If we take honest stock of the quality of the investment of our time, our money, and our talents—resources God has given us to steward—it’s plain to see that we need to reset and reinvest.

We are not getting enough return on our investment. We are not healthy and thriving. Our families are not healthy and thriving. Our churches are not healthy and thriving.

And thanks be to God there is a better way. But that better way might just look a bit like an old way made new.

A Rule of Life

I first encountered the concept of a Rule of Life in reading Pete Scazerro’s book, Emotionally Healthy Spirituality. And in a time when my life felt abundantly chaotic and scattered, his book led me through a truly transformative experience of creating intentionality for what matters most.

The Rule of Life, while not necessarily common among our modern-day expressions of faith, has a rich history in Christian tradition.

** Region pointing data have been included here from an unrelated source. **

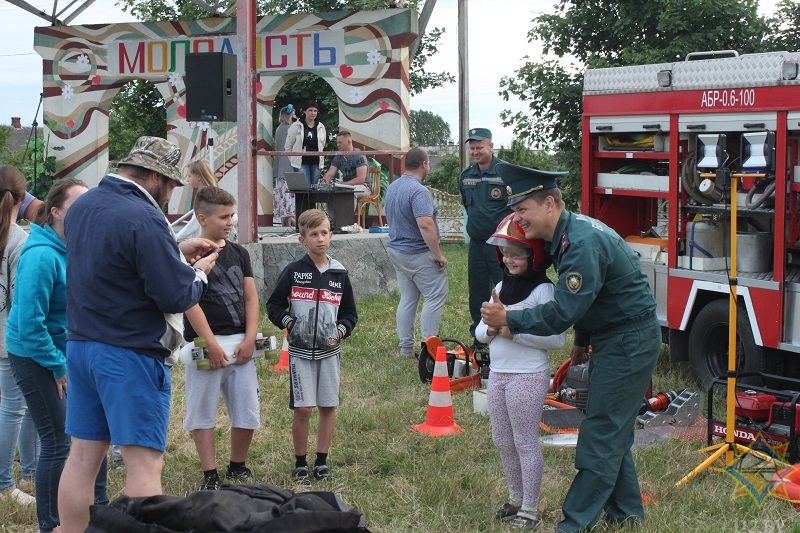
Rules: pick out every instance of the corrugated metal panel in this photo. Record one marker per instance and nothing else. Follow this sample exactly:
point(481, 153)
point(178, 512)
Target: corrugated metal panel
point(633, 79)
point(757, 70)
point(752, 70)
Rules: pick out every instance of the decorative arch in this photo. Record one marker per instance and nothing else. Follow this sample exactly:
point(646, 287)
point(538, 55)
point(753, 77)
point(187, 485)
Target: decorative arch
point(362, 55)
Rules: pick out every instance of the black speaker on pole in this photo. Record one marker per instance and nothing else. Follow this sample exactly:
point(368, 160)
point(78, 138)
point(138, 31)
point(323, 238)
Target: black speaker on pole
point(211, 87)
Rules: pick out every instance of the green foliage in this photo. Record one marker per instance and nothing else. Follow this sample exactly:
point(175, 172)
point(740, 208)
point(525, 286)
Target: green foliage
point(37, 162)
point(445, 177)
point(595, 33)
point(783, 26)
point(419, 78)
point(5, 134)
point(428, 129)
point(138, 109)
point(521, 154)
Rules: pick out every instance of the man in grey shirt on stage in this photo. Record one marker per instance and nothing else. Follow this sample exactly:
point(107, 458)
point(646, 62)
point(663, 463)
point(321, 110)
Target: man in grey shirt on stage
point(414, 251)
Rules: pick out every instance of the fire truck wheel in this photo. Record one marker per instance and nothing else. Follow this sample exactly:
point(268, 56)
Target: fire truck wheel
point(708, 345)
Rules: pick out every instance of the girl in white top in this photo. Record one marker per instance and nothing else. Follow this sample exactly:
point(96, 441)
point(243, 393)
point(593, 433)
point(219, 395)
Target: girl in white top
point(519, 372)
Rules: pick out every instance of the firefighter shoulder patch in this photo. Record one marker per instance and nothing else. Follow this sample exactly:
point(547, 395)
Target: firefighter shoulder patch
point(574, 281)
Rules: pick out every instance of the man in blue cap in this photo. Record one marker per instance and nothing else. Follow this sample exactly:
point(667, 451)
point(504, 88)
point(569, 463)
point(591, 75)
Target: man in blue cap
point(484, 197)
point(603, 292)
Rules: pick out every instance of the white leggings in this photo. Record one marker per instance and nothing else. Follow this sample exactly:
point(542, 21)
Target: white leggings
point(515, 408)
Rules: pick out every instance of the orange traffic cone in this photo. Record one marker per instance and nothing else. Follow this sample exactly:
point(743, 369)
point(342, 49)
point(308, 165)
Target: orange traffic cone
point(283, 363)
point(439, 421)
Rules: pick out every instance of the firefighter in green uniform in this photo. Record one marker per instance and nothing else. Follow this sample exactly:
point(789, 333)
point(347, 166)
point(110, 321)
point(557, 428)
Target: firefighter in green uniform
point(486, 202)
point(603, 292)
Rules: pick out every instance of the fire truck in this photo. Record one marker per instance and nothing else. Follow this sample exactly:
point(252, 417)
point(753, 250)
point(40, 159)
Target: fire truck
point(664, 148)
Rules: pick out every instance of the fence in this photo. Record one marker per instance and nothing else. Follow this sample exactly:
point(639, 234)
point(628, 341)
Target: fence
point(451, 217)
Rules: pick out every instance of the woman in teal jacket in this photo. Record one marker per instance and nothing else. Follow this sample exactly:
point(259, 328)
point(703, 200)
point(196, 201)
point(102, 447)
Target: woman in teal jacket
point(36, 336)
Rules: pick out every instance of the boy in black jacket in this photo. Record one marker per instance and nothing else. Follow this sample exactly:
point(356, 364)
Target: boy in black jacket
point(314, 301)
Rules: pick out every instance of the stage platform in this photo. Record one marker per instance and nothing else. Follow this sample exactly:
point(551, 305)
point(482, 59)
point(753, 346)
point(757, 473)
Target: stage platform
point(363, 254)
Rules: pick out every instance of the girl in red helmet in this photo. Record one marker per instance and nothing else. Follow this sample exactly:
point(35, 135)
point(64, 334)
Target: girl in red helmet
point(519, 372)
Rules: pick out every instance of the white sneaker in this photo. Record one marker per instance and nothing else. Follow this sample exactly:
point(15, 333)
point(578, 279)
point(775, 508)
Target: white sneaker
point(20, 497)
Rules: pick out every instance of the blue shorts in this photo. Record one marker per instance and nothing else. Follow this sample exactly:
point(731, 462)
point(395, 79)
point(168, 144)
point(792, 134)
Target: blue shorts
point(117, 395)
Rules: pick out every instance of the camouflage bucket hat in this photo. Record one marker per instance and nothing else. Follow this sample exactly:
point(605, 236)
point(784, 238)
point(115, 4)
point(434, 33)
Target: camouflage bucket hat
point(156, 154)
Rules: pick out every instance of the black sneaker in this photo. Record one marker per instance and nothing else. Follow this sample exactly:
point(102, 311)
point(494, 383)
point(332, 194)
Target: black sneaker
point(300, 475)
point(212, 482)
point(322, 472)
point(507, 511)
point(240, 475)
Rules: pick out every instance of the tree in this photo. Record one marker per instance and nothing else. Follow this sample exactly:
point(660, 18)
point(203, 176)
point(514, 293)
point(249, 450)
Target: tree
point(428, 129)
point(783, 26)
point(137, 110)
point(445, 176)
point(596, 33)
point(37, 163)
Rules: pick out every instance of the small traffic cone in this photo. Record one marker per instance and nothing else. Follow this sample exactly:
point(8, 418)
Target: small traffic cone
point(283, 363)
point(439, 421)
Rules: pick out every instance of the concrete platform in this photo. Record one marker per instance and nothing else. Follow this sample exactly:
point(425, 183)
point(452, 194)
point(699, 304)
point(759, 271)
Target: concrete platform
point(363, 254)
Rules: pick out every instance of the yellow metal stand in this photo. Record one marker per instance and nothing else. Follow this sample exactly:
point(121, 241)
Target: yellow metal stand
point(729, 447)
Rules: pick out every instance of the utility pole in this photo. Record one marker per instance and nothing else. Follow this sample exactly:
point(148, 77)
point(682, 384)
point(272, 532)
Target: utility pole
point(463, 84)
point(246, 123)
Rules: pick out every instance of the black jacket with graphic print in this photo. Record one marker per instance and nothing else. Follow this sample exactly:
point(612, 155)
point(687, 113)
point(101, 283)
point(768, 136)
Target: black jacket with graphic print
point(315, 305)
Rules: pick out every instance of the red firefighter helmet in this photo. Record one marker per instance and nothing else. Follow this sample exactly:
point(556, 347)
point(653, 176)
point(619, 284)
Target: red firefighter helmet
point(509, 233)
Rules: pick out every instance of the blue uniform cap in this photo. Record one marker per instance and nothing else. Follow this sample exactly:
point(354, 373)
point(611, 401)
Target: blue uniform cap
point(523, 181)
point(479, 134)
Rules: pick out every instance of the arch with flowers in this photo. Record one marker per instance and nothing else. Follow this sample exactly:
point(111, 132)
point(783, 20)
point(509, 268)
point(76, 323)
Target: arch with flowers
point(362, 55)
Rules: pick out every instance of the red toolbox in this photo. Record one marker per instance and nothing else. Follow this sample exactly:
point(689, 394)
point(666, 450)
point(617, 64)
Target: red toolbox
point(754, 405)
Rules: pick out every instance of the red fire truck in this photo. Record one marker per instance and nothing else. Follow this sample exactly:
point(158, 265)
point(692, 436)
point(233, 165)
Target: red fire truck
point(658, 142)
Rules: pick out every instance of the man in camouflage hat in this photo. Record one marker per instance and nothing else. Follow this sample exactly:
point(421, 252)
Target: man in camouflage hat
point(126, 280)
point(604, 293)
point(484, 197)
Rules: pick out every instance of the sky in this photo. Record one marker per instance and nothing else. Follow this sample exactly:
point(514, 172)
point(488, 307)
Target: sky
point(497, 46)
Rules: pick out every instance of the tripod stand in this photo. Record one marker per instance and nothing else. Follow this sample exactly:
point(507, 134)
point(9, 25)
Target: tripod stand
point(730, 446)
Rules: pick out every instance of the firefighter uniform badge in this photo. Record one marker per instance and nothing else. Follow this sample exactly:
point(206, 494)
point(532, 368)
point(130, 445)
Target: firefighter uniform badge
point(574, 282)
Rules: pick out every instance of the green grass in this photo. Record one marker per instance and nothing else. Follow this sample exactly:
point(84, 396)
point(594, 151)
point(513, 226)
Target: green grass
point(406, 482)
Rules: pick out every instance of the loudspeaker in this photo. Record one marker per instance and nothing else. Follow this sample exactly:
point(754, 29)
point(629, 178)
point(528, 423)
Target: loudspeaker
point(211, 87)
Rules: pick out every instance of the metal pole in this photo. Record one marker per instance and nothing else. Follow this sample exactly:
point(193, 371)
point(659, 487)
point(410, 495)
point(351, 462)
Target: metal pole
point(246, 120)
point(210, 147)
point(463, 84)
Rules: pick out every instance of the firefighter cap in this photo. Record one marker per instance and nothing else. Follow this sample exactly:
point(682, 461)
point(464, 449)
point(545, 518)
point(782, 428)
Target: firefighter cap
point(510, 234)
point(523, 181)
point(479, 134)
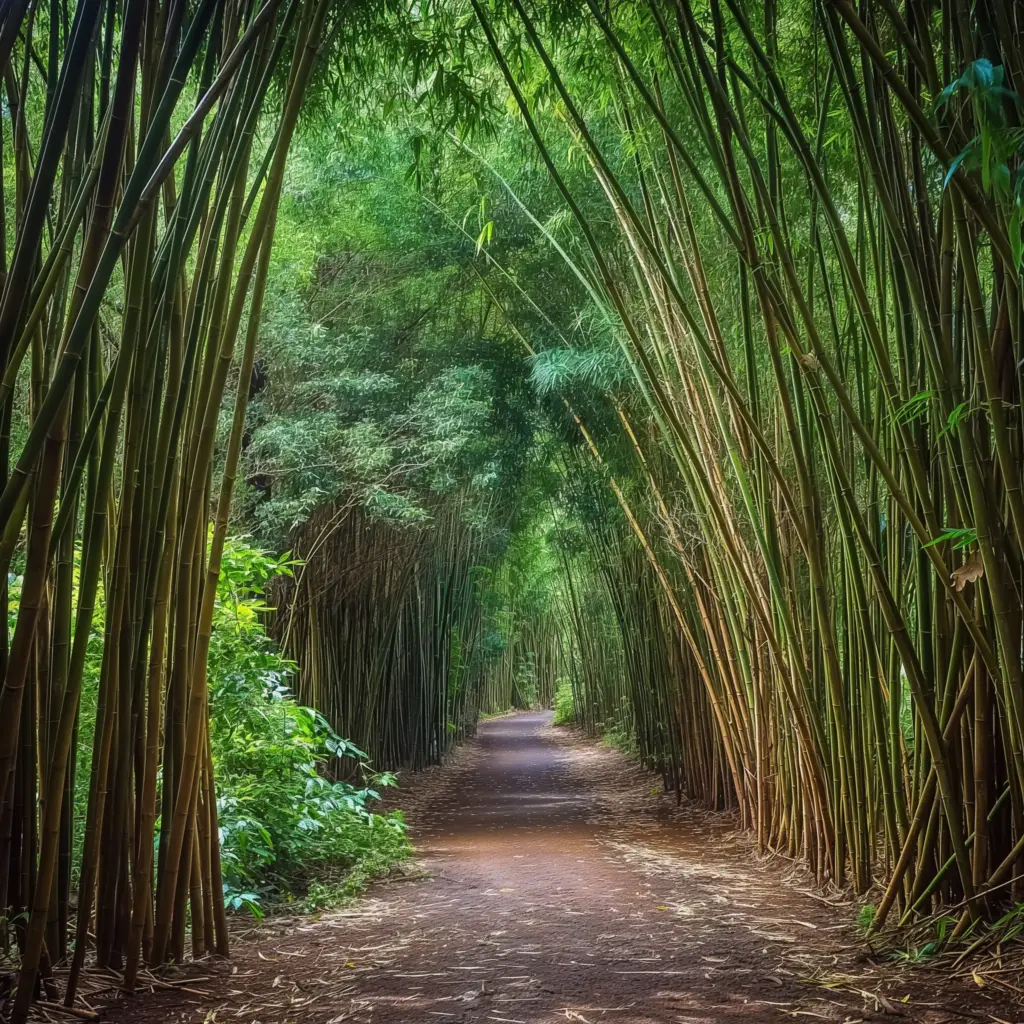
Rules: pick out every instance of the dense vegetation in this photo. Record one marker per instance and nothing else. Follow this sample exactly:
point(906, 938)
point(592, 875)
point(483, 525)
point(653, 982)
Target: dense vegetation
point(662, 359)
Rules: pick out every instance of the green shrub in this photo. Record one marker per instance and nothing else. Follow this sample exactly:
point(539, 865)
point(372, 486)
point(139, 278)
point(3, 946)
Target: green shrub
point(285, 824)
point(564, 706)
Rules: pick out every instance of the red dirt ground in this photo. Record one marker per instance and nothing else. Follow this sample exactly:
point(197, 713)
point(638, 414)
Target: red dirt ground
point(554, 886)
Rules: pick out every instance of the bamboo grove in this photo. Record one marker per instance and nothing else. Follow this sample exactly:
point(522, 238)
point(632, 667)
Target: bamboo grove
point(386, 625)
point(142, 176)
point(782, 549)
point(814, 278)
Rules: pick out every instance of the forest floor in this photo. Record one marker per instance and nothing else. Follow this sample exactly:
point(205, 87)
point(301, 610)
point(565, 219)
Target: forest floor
point(552, 884)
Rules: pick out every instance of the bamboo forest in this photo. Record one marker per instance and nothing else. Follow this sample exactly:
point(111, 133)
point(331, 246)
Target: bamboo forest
point(380, 378)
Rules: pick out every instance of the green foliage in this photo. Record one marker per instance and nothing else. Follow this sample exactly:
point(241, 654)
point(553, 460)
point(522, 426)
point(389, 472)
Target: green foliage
point(282, 816)
point(564, 705)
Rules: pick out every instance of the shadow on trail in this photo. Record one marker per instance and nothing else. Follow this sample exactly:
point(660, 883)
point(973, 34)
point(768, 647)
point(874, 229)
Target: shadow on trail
point(555, 892)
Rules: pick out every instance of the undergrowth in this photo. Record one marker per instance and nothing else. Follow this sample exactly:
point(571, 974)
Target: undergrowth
point(564, 705)
point(296, 801)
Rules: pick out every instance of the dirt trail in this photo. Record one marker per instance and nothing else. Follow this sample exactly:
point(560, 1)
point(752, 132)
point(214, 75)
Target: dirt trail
point(558, 888)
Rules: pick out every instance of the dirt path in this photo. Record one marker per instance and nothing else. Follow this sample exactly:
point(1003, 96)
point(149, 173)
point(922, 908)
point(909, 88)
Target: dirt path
point(559, 888)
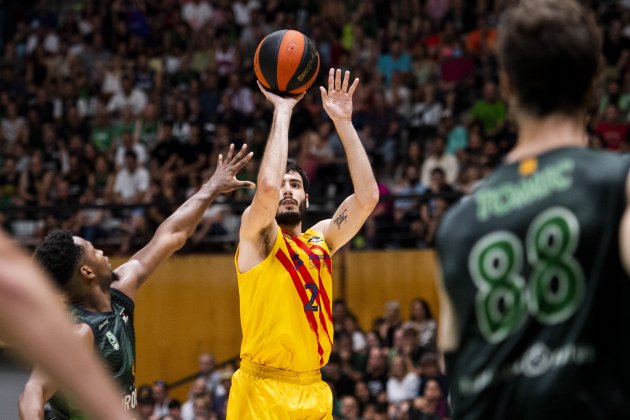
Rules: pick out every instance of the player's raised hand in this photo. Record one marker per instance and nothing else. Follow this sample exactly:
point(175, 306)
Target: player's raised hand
point(337, 100)
point(224, 177)
point(280, 101)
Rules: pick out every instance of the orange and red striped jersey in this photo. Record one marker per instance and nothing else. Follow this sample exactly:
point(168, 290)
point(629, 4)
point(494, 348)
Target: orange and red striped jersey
point(286, 304)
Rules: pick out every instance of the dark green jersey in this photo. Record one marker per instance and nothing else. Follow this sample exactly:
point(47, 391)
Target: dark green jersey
point(114, 339)
point(531, 262)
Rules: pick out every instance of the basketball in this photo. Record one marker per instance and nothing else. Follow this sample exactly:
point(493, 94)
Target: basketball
point(286, 62)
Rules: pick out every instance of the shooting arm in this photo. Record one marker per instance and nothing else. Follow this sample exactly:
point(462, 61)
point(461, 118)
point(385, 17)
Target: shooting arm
point(355, 209)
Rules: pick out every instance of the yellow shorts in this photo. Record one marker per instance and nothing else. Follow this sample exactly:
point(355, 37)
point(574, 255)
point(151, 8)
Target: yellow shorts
point(261, 392)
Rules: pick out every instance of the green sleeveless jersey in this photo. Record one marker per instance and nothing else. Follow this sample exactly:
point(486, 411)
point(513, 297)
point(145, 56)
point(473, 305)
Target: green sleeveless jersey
point(531, 262)
point(114, 339)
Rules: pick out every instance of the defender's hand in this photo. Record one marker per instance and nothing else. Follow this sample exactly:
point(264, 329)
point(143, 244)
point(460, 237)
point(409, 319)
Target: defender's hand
point(337, 100)
point(224, 177)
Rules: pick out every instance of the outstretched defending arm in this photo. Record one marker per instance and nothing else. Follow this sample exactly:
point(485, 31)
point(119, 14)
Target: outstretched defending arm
point(258, 223)
point(355, 209)
point(172, 234)
point(33, 319)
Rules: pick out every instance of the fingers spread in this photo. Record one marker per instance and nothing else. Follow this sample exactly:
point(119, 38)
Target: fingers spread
point(346, 78)
point(241, 152)
point(230, 153)
point(243, 161)
point(353, 87)
point(331, 80)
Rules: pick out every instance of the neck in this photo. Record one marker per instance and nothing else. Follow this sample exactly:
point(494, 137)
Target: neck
point(93, 300)
point(538, 135)
point(294, 230)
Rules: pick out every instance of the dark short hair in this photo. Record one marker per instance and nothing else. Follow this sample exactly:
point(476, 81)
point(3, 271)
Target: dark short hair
point(550, 51)
point(294, 167)
point(59, 256)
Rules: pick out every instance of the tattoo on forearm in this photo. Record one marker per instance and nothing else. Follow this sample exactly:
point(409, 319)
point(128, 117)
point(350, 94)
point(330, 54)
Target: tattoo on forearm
point(341, 219)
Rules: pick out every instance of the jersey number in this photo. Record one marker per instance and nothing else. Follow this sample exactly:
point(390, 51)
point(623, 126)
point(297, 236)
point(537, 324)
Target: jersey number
point(314, 291)
point(556, 284)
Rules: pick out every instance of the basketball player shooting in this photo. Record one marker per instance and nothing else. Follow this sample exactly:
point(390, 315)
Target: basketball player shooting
point(102, 299)
point(284, 274)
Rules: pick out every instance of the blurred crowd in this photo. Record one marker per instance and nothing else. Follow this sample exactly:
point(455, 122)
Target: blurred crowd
point(125, 105)
point(392, 371)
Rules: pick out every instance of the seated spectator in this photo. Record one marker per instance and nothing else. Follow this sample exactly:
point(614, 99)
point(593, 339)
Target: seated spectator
point(350, 408)
point(198, 389)
point(146, 127)
point(431, 405)
point(13, 127)
point(421, 319)
point(161, 398)
point(351, 327)
point(102, 134)
point(128, 97)
point(333, 372)
point(490, 110)
point(612, 128)
point(35, 182)
point(439, 159)
point(131, 185)
point(127, 144)
point(403, 384)
point(376, 373)
point(395, 59)
point(9, 183)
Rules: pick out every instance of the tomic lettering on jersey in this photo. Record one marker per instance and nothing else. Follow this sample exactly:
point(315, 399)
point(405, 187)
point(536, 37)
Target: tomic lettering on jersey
point(509, 196)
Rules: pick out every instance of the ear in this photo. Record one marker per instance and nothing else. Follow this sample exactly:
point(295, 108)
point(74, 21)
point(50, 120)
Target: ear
point(87, 272)
point(505, 86)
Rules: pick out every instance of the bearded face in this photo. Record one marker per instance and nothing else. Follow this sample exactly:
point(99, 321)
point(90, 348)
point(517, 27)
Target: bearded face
point(290, 212)
point(293, 201)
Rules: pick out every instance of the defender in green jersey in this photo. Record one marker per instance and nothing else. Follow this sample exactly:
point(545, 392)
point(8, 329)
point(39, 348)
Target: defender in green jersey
point(535, 262)
point(101, 299)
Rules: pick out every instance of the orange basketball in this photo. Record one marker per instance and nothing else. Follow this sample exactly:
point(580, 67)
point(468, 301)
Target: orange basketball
point(286, 62)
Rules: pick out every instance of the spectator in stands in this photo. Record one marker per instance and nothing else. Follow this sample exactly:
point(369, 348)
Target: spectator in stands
point(490, 110)
point(198, 389)
point(439, 159)
point(403, 384)
point(128, 97)
point(131, 185)
point(350, 408)
point(161, 398)
point(421, 319)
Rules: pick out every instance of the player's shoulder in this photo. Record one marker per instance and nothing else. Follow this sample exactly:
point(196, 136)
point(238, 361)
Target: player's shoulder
point(84, 332)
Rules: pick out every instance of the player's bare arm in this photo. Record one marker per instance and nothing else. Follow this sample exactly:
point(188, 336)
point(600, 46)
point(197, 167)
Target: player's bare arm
point(624, 231)
point(40, 386)
point(172, 234)
point(33, 320)
point(354, 210)
point(258, 223)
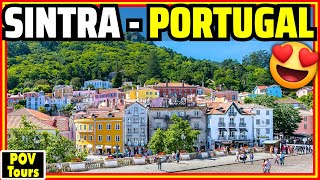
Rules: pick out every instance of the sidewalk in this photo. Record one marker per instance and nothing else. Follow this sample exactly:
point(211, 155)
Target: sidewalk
point(181, 166)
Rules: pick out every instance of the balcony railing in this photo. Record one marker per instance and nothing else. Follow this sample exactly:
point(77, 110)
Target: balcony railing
point(242, 137)
point(242, 125)
point(232, 137)
point(222, 137)
point(232, 124)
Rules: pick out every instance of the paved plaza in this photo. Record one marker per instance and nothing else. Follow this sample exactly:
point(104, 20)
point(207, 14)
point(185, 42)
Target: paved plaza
point(293, 164)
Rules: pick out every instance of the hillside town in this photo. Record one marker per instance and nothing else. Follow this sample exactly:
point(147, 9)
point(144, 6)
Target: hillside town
point(102, 120)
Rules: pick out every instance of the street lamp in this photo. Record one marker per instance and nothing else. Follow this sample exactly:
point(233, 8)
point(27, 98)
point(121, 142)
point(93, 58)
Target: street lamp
point(183, 137)
point(36, 141)
point(117, 149)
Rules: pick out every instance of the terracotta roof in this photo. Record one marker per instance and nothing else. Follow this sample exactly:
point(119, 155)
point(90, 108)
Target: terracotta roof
point(173, 85)
point(262, 87)
point(287, 101)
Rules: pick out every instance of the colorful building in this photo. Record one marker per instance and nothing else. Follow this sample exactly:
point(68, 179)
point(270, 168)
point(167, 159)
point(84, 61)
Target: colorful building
point(99, 133)
point(142, 94)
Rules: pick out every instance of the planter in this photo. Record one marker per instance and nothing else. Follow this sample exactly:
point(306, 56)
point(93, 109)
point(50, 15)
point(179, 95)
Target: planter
point(77, 166)
point(204, 155)
point(185, 157)
point(110, 163)
point(139, 161)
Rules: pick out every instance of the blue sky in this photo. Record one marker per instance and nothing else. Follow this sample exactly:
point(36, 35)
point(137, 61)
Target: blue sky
point(214, 50)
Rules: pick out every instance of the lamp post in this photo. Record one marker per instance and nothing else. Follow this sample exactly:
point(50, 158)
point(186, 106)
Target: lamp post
point(183, 137)
point(117, 149)
point(36, 142)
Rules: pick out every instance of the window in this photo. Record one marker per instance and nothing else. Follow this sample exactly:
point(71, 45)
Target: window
point(117, 138)
point(258, 121)
point(258, 112)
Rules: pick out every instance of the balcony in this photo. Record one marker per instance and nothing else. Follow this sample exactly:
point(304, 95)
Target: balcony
point(232, 124)
point(242, 125)
point(222, 137)
point(242, 137)
point(232, 137)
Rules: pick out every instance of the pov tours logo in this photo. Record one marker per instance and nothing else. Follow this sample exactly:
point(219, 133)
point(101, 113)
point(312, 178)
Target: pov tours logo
point(23, 164)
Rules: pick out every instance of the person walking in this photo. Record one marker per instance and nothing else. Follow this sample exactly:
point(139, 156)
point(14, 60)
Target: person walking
point(251, 157)
point(282, 159)
point(159, 161)
point(178, 156)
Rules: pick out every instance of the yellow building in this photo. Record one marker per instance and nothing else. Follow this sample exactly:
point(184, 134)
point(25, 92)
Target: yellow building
point(142, 94)
point(101, 134)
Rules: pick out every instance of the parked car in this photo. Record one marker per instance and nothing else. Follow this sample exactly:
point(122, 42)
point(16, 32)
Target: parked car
point(120, 155)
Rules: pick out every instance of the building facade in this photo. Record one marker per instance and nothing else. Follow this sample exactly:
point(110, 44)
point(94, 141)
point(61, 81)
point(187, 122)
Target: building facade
point(99, 134)
point(97, 84)
point(196, 116)
point(136, 128)
point(62, 91)
point(34, 100)
point(239, 125)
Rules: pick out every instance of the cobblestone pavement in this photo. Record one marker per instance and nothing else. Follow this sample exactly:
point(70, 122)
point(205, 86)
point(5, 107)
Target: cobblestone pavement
point(220, 164)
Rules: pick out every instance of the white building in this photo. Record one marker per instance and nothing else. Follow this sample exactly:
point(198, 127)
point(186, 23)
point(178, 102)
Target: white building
point(34, 100)
point(98, 84)
point(136, 128)
point(239, 125)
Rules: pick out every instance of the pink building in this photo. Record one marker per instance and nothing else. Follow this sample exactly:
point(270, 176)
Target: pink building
point(306, 125)
point(229, 95)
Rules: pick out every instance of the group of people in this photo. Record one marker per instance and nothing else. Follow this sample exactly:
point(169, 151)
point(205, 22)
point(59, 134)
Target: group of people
point(174, 156)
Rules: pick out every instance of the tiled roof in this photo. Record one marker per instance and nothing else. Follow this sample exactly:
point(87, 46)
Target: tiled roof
point(173, 85)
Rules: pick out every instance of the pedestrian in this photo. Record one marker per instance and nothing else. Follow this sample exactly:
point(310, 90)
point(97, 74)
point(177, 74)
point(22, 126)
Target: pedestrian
point(267, 166)
point(282, 158)
point(237, 156)
point(159, 161)
point(251, 157)
point(271, 148)
point(178, 156)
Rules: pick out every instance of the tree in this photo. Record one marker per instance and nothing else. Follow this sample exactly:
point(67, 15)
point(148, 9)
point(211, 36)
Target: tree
point(307, 100)
point(76, 83)
point(117, 80)
point(42, 109)
point(285, 119)
point(173, 136)
point(56, 146)
point(157, 142)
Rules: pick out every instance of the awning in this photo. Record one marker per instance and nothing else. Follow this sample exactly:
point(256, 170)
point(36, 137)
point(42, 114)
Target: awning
point(243, 129)
point(270, 142)
point(222, 129)
point(107, 147)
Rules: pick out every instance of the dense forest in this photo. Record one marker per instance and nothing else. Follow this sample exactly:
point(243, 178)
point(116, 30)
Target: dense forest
point(41, 65)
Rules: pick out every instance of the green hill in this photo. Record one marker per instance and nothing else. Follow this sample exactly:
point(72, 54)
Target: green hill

The Rule of Life has roots as early as the fourth century but most notably was used by St. Benedict in the sixth century. The Rule of Life from St. Benedict facilitated a support structure for intentionality in two main ways: practices and vows.

St. Benedict encouraged the practices of “prayer, work, study, hospitality, and renewal” within the vows of “stability, conversion, and obedience.” If you’re interested in reading more about St. Benedict’s rule, there are ample free resources available online.

And in such a distracted and fragmented time, I’m noticing more and more faith communities leaning on the notions of a Rule of Life to help them create and maintain the quality of life only intentionality can produce.

Thus, in creating a Rule for your own life, you’re joining a rich history of believers both past and present, all seeking to find meaning and abundance in intentionality in God.